然而,学院设置不可避免地受到大学职能演进与学科系统分化的深刻影响。学院作为人才培养的基本单位,也不可避免地会转变成为一个多功能的平台,甚至其自身的组织形态、结构与使命也会发生显著变化。而且,相对于较为多样化和颇多变动性的学院设置状况,学科似乎是更能体现大学属性与更加贴近学术使命的硬核所在。如今再考察世界各国大学的组织架构,遵循学科逻辑已然成为学院设置的基本共识,尤其是在学科建设被附加较多资源、规制、事项与期待的中国语境中,适应学科建设需要来考虑学院设置,更是绝大多数高水平大学的普遍选择。
若不考虑历史传承因素,试问大学内部可否取消学院建制?或者大学根本就不设系所院部,而是直接面向学科办学,可否?在新中国成立初期,学院建制曾被废除,只留下系科来支撑大学运行。民国时期,亦有蔡元培在北京大学废科设系的先例,德国与法国也有过取消大学学部建制的历史。在学术研究界,主张“学校—学科”架构的也有之。故此,确有必要把学院建制对学科建设的价值说清楚。

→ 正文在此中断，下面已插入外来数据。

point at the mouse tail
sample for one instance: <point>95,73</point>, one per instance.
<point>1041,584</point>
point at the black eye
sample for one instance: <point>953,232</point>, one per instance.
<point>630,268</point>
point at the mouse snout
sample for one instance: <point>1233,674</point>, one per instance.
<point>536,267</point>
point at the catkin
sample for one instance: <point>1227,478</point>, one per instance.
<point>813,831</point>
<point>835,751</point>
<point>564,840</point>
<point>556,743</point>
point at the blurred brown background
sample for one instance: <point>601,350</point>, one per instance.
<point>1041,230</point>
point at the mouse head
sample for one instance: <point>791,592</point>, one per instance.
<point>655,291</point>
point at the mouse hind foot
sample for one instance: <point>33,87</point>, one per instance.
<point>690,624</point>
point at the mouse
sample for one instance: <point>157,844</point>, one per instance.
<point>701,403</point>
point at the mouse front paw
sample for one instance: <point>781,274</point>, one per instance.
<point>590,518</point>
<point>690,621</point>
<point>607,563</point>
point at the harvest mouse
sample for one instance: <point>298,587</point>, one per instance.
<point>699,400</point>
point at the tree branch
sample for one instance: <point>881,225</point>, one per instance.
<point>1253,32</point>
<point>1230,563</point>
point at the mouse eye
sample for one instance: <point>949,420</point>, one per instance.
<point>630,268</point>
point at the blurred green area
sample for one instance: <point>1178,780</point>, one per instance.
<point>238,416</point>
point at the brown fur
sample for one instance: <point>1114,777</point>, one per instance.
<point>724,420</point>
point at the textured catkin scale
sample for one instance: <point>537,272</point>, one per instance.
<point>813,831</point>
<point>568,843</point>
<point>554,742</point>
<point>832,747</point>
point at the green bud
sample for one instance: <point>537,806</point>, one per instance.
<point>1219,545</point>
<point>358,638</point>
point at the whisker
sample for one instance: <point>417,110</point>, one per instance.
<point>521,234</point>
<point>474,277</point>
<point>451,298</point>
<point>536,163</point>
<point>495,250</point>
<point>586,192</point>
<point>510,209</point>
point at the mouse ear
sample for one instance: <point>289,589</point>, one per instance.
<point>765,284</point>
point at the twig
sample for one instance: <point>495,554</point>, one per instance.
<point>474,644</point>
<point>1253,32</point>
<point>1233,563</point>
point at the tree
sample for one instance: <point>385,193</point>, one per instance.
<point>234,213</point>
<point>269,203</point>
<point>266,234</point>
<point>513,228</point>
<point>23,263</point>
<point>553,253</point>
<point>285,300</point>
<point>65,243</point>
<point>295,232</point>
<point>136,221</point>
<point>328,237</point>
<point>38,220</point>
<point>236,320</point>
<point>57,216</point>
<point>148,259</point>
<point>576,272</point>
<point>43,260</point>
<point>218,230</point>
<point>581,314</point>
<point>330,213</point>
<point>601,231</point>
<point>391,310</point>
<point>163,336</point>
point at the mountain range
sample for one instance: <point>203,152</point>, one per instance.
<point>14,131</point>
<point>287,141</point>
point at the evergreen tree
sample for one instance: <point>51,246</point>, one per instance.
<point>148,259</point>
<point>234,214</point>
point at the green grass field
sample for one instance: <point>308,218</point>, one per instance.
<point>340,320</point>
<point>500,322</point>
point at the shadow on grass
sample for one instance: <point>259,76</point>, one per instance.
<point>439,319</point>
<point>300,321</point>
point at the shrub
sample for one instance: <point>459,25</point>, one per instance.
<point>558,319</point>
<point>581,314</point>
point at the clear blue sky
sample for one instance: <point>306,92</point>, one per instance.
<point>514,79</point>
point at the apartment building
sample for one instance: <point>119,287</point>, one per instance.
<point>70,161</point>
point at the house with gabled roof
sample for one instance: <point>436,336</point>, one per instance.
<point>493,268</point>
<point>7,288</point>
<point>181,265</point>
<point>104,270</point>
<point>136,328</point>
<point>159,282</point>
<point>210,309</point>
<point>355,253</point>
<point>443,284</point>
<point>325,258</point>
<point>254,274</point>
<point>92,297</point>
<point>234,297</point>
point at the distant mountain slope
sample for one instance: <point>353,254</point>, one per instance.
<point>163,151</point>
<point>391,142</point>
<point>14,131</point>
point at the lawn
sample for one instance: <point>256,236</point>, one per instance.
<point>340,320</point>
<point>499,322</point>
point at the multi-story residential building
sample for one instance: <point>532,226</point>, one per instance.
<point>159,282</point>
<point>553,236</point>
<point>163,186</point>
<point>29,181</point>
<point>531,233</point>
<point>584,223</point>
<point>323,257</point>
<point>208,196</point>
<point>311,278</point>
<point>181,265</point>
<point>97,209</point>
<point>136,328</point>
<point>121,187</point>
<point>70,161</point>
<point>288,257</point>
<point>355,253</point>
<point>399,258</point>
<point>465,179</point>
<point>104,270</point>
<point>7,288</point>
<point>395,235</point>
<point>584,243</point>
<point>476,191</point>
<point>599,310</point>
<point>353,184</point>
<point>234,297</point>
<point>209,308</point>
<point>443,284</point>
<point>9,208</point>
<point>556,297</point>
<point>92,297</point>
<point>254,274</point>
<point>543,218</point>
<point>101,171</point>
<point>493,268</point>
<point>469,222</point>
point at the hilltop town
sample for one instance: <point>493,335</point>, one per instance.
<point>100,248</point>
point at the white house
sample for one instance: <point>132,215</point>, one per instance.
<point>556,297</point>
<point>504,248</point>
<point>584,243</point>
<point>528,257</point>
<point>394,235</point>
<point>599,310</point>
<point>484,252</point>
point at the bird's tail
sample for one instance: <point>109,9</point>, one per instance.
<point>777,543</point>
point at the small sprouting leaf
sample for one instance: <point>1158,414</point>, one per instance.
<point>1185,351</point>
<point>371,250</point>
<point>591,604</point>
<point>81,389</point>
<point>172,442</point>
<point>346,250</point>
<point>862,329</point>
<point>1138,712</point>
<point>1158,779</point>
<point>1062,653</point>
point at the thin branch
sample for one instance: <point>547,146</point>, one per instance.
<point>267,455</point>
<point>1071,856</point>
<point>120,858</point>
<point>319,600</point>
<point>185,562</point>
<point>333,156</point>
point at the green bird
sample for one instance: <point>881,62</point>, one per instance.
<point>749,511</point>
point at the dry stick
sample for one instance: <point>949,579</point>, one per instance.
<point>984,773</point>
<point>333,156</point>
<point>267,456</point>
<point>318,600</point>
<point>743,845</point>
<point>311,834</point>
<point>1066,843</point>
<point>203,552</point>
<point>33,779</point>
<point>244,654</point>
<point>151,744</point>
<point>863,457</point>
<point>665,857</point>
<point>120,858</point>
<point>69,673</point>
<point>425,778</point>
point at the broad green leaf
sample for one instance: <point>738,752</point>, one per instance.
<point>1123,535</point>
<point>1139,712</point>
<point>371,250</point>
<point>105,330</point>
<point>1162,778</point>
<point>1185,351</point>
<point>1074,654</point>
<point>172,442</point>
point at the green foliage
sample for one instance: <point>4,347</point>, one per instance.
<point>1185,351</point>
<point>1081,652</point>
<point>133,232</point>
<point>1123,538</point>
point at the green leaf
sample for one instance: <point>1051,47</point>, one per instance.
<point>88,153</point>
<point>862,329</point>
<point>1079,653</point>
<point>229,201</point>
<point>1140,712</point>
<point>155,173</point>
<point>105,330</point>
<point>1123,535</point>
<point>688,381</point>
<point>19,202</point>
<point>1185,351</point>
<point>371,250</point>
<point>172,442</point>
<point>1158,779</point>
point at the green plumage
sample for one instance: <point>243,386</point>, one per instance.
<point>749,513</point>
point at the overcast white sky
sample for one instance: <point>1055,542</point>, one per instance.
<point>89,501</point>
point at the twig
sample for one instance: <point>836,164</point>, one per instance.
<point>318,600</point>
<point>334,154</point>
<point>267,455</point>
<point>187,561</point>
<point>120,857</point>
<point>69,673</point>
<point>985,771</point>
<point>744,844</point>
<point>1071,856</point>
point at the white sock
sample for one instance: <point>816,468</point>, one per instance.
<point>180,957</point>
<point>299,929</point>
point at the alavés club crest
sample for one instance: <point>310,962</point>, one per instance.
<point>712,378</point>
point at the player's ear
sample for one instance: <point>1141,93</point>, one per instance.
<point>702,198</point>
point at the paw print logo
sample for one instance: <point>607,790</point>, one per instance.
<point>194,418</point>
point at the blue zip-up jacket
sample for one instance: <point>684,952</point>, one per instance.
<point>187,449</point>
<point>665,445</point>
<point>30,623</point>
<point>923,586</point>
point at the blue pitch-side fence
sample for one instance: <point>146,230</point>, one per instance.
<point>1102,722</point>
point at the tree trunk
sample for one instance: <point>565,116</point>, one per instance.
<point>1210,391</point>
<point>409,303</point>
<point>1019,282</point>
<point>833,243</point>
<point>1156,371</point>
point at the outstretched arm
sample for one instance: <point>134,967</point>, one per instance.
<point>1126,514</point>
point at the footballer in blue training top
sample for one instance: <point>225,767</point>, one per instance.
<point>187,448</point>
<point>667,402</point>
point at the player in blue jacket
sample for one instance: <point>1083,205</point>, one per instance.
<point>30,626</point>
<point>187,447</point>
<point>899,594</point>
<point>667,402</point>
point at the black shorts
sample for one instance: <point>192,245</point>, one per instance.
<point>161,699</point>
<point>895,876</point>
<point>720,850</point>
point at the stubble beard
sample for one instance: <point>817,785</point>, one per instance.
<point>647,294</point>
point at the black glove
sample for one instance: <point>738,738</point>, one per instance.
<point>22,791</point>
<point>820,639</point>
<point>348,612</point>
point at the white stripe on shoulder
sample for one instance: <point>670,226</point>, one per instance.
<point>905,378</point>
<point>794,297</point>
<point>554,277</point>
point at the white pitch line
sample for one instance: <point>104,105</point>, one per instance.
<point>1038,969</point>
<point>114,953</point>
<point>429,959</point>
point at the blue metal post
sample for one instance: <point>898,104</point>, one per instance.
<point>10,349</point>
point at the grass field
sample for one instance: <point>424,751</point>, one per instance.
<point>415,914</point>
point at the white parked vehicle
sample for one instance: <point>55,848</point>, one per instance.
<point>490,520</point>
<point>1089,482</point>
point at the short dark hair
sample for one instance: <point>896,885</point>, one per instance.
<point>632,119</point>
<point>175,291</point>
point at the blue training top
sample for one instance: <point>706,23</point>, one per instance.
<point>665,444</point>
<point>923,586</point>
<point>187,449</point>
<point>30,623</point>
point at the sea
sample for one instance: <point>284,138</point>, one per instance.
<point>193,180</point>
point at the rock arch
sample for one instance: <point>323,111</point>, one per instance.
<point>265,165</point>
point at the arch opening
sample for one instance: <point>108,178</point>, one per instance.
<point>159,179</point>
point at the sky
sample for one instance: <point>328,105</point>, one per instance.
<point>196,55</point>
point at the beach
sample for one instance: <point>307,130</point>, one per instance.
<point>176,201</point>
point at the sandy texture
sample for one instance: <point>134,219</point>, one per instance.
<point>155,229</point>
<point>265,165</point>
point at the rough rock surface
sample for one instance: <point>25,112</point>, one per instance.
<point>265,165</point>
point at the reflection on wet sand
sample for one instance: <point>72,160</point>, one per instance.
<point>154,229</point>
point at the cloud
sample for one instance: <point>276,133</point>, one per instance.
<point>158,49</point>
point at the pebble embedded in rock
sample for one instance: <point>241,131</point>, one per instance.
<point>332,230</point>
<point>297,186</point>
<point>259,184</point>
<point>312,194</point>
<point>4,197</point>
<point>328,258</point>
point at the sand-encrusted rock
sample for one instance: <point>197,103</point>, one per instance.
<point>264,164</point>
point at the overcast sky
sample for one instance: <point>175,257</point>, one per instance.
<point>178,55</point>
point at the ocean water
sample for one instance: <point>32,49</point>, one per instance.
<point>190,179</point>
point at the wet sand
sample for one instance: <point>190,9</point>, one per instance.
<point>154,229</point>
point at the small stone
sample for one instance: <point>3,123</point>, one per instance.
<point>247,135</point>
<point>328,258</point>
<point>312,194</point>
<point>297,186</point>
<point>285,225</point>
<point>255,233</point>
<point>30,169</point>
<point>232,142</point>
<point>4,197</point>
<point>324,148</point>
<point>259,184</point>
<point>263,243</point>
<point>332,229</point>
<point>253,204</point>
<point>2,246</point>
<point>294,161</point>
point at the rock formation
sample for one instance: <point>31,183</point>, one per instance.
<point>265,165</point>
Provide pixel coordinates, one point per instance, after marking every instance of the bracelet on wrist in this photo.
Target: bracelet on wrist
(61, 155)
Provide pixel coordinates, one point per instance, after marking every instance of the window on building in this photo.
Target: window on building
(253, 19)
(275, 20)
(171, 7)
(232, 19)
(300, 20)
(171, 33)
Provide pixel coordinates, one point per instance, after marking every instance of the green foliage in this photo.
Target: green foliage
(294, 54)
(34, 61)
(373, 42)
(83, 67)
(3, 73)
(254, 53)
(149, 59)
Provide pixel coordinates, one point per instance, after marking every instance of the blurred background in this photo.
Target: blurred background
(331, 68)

历史地看,兴盛于19世纪欧洲大陆的“学部—讲座”架构及相关制度安排,对学科分化与现代学科体系的形成功不可没。如此判定的依据是,相对松散的学部组织与个人独断的讲座制度,较为有利于新学科的诞生与发展。在美国20世纪早期基本定型的现代学系制度与“学院—学系”架构,有助于缓解学者与学科之间相互竞争的压力,为学科分化与融合发展提供了较好的庇护,为整合或协调学科资源以应对各种外部诉求敞开了较大的空间。所以,当今世界各国大学处理学院建制与学科发展的关系,效仿美国的居多是有一定道理的。说到底,现代大学之所以要有院系之类的平台组织,既是为了适应和保护学科分化的内生动力,又是为了规范和拓展学科之间的多种组合或结构化方式,有利于整合学科资源以应对复杂多变的社会需求。
讨论学院建制对学科建设的价值,在我国有其特殊性。一是因为受前期高度专门化的人才培养模式以及“学校—学系”两级组织架构的影响,各大学普遍设立的学院,在功能定位、学科跨度与职责权限等方面存在较多中国特色,大学主要依托学院来分解学科建设责任,也通过学院来配置和聚集学科资源;二是因为受国家重点建设项目、学位点授权审核政策与学科评估方案等因素的影响,学科建设的边界与事项也处在变化调整之中,并日趋接近各大学多数学院发展的边界与事项。一个基本事实是,各大学较有水平与影响的学科多有相对独立的学院建制来支撑,那些边缘化的学科,无论是否相近相关,则很有可能羁押在某个学院之中。可以说,我国大学的学院建制之于学科建设,既是平台与舞台,也是资质与资源。做大做强学科的首要任务,就是谋求相对独立的学院建制。没有地位较为匹配、边界较为一致的学院建制作为依托,学科建设将如同无源无本之水木。
一般而言,学科建设需要学院建制,学院建制利于学科建设。问题是,学科建设不等于一级学科建设,其边界甚至还会延伸至学科门类之外。如果说,学科建设以往是较为注重知识分类逻辑以及与之相适应的学科规训传统,当前则特别强调社会需求导向以及与之相适应的学科集群思维。学科跨度较大的学院建制,或许可以应对相关相近学科之间的交叉融合与协同创新需求,但对于远缘学科、多个学科之间的协作任务来说,任何样态或结构的学院建制均无能为力。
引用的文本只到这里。